4. Case #4: Analyzing CDC data in real time is difficult

  • The first problem is the synchronization of full volume and incremental data. In fact, the community already has the Flink CDC Connected program, which means that Connected can automatically do the seamless connection between full volume and incremental data.

  • The second problem is how to ensure that the Binlog rows are synchronized to the lake, even if there are exceptions in the process.
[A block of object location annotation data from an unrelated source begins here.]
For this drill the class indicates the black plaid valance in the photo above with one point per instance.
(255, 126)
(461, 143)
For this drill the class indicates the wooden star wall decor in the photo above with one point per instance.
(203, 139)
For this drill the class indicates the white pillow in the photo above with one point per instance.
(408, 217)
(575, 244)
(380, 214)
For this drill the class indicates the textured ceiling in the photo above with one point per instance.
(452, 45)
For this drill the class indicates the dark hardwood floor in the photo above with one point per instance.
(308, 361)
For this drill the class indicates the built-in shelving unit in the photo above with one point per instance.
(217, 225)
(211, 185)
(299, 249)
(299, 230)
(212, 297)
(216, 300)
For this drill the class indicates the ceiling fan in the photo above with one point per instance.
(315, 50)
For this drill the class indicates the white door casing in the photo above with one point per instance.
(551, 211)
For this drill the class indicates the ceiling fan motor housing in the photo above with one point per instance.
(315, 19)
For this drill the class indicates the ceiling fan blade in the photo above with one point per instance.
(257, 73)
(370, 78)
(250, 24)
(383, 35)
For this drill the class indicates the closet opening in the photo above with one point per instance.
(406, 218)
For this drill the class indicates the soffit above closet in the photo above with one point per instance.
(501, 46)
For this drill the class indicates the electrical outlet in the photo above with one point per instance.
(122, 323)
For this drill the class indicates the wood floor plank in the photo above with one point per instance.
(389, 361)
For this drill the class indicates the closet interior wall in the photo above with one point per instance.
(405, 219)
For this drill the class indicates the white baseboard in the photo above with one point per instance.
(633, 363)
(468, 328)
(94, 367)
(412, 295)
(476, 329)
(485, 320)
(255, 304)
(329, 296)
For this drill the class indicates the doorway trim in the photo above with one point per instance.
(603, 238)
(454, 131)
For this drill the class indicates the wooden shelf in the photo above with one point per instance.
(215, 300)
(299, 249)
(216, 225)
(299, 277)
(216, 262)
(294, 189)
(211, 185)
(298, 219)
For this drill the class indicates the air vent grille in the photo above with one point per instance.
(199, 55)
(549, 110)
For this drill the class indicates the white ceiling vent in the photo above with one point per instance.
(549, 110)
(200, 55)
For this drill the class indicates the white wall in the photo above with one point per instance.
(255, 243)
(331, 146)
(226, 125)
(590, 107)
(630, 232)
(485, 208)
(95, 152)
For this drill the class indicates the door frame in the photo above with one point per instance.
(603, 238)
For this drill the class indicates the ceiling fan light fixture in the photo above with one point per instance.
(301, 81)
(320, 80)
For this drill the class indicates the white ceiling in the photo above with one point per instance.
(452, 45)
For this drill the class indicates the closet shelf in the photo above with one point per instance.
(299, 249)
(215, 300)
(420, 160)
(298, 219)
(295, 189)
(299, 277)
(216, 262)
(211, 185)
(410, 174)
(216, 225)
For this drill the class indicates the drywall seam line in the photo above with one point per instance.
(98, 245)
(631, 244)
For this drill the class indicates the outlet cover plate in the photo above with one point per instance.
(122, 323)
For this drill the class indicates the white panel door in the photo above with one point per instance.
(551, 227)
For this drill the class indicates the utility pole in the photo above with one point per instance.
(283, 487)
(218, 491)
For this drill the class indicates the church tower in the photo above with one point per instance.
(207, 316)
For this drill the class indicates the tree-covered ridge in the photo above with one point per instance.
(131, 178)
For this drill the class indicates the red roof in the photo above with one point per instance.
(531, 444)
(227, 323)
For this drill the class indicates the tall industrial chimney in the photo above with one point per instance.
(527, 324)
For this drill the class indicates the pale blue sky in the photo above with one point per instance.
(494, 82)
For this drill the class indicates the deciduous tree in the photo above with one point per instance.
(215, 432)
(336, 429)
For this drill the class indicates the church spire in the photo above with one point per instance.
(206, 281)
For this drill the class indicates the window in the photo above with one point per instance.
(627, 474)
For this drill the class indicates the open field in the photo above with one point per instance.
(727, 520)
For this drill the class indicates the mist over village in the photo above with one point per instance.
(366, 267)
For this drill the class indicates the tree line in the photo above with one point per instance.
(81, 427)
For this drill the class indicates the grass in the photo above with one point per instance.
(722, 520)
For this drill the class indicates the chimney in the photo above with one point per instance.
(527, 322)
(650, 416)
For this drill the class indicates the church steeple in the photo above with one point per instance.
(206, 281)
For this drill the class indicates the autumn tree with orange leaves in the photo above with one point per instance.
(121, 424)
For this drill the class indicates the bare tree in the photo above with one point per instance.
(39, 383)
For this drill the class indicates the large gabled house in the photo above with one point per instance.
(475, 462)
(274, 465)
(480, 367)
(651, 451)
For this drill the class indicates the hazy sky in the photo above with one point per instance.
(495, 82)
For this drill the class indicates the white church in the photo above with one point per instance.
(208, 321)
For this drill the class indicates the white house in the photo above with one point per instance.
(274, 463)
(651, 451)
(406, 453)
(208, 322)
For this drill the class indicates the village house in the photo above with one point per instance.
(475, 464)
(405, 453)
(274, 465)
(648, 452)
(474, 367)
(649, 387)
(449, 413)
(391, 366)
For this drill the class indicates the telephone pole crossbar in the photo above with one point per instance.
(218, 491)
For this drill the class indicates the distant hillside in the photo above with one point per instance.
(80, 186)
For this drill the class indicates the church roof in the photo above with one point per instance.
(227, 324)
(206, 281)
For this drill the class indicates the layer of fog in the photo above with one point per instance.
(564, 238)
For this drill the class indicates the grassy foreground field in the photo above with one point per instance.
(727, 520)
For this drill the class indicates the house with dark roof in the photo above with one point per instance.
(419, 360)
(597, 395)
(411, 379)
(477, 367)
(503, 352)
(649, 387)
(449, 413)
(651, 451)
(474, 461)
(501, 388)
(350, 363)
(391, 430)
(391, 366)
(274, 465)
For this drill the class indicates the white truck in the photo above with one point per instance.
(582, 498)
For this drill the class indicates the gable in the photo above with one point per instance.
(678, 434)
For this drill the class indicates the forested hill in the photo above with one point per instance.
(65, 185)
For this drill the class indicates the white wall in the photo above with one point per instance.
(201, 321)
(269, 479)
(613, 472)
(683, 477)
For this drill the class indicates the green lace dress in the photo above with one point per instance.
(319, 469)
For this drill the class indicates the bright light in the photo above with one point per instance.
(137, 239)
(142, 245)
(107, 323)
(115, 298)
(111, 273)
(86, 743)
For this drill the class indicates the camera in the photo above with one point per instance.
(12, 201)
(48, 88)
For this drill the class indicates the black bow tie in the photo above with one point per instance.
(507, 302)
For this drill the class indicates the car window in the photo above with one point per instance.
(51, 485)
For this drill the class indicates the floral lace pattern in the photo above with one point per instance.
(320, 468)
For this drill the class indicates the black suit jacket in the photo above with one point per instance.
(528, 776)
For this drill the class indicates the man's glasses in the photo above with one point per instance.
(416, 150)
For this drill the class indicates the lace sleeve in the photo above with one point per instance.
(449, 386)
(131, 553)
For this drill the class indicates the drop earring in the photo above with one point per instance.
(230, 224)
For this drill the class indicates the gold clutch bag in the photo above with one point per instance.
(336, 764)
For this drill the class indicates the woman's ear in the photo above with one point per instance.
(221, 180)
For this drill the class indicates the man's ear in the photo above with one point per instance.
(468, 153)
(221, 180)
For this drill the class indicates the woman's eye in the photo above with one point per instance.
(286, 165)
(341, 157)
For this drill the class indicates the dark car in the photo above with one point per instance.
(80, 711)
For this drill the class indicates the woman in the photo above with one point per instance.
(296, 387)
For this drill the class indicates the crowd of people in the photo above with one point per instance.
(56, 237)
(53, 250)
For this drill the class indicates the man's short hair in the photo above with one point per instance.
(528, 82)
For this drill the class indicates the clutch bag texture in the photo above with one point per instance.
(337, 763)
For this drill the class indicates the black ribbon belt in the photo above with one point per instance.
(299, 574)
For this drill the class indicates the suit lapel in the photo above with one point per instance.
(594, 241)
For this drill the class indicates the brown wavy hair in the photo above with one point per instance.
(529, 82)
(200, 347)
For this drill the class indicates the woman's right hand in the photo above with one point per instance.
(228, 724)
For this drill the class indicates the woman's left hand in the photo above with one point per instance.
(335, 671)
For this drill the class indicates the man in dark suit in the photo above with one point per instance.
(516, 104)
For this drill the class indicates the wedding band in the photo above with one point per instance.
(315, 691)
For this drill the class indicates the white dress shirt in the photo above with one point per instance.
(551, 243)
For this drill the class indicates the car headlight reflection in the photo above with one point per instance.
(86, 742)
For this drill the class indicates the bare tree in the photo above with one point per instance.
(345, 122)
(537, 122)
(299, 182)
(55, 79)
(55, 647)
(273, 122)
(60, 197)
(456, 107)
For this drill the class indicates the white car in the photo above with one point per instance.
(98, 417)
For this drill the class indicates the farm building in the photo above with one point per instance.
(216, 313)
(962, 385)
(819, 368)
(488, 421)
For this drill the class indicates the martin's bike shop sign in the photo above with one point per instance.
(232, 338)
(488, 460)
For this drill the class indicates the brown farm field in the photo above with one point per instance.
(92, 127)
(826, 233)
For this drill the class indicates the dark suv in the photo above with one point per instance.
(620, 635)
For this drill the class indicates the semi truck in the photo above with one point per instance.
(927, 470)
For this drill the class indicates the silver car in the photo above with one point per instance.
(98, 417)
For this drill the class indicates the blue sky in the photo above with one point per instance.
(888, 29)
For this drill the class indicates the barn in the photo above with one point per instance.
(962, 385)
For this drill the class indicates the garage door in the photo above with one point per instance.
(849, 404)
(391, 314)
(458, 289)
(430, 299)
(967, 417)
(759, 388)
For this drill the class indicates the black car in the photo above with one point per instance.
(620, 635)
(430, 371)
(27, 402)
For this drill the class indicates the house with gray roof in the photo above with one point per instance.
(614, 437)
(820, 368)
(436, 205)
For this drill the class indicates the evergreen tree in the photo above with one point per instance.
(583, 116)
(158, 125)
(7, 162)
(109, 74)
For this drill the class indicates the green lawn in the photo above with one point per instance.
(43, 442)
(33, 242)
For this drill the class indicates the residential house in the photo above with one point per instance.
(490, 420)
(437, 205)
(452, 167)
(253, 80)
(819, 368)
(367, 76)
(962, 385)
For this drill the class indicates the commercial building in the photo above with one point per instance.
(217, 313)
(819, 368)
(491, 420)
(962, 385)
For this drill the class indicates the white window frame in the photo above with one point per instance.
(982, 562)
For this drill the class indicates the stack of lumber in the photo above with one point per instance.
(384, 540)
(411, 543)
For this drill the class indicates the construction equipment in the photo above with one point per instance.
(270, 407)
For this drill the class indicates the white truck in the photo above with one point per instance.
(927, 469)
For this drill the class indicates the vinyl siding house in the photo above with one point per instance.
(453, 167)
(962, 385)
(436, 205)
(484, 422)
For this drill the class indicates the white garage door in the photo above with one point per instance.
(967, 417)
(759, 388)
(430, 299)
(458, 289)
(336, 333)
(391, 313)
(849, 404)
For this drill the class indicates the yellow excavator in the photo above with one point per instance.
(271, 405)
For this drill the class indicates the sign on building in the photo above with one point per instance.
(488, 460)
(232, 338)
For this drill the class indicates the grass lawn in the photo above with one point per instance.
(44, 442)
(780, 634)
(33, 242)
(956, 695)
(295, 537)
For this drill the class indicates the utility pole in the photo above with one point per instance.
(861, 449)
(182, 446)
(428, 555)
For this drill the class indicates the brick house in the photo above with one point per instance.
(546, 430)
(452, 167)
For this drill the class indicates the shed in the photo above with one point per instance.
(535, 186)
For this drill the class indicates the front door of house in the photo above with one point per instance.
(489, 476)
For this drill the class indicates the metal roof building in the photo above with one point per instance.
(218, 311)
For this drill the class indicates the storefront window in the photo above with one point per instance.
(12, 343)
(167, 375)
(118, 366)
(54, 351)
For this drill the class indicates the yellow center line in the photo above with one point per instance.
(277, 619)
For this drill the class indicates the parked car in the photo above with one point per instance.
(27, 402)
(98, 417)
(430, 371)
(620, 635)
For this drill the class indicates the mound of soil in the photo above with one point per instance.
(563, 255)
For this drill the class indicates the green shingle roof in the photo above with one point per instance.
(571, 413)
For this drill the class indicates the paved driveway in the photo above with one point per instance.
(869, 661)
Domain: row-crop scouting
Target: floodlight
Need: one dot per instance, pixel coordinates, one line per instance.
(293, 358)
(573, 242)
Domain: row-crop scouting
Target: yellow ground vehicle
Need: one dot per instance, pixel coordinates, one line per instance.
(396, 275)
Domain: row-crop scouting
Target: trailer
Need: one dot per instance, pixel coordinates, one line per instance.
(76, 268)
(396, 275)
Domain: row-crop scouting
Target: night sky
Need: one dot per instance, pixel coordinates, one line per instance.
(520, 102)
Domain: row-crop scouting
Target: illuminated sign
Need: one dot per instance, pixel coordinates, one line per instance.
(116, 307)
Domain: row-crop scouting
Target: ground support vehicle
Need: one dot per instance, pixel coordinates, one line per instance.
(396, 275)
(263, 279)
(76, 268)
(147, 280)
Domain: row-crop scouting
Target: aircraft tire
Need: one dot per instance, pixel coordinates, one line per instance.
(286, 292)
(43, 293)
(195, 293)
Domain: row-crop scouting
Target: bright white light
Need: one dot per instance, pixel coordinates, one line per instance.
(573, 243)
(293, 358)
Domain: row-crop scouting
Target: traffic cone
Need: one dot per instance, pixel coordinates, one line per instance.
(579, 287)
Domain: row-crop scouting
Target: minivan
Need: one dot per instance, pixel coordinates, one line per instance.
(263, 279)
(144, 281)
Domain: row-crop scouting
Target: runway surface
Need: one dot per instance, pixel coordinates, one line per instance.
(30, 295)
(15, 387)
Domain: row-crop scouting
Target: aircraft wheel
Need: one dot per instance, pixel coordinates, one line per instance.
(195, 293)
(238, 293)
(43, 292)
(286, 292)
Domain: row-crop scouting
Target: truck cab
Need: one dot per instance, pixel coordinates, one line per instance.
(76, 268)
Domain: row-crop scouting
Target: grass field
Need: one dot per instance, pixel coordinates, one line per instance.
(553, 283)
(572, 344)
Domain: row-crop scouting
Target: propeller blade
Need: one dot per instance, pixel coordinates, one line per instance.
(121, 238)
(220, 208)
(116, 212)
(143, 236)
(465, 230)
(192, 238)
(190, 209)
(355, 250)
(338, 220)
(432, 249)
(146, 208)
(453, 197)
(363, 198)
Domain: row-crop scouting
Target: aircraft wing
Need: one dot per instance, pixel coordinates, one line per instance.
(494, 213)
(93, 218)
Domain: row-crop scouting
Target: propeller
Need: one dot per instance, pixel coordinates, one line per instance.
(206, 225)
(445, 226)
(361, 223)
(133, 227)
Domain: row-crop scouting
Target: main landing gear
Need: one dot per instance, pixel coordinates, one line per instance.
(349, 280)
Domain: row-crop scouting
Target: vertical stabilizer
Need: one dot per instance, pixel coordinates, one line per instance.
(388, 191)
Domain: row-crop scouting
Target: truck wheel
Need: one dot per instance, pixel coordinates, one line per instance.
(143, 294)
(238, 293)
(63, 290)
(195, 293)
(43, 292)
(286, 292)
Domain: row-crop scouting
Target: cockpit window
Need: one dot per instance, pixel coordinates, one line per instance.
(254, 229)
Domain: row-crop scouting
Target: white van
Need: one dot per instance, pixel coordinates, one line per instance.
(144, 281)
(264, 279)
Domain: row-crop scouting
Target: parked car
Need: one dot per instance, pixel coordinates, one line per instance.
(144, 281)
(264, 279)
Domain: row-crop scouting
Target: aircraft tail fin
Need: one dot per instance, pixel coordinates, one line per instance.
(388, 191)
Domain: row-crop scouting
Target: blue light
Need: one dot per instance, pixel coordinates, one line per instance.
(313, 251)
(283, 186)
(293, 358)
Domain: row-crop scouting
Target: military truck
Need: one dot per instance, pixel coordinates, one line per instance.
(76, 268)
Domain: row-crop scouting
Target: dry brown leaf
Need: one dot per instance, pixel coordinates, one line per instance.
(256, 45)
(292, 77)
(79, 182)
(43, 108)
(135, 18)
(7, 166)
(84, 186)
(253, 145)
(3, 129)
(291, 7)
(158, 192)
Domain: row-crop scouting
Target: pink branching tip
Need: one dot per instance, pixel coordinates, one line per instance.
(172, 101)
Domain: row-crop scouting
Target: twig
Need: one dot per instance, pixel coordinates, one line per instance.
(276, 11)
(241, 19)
    For this problem, Flink does a very good job of identifying different types of events at the Engine level, and then using Flink’s Exact Once semantics, it can automatically recover and handle failures.

  • The third problem is that building the entire link requires a lot of code development, and the barriers are too high.

    After using Flink and Data Lake, you only need to write a source table and a sink table, and then an INSERT INTO, and the whole link can be opened without writing any business code.

  • Finally, how the storage layer supports near real-time CDC data analysis.

IV. Community Roadmap

The map above shows Iceberg’s Roadmap. It can be seen that Iceberg only releases one version in 2019, but releases three versions directly in 2020, and becomes a top project at version 0.9.0.

The Roadmap for Flink and Iceberg, shown above, breaks down into four phases.

  • The first stage is to link Flink to Iceberg.
  • The second stage is Iceberg replacing the Hive scenario. In this scenario, a lot of companies have started to go online, landing their own scene.
  • The third stage is to solve more complex technical problems through Flink and Iceberg.
  • The fourth stage is to transform this set from a simple technical solution to a more complete product solution.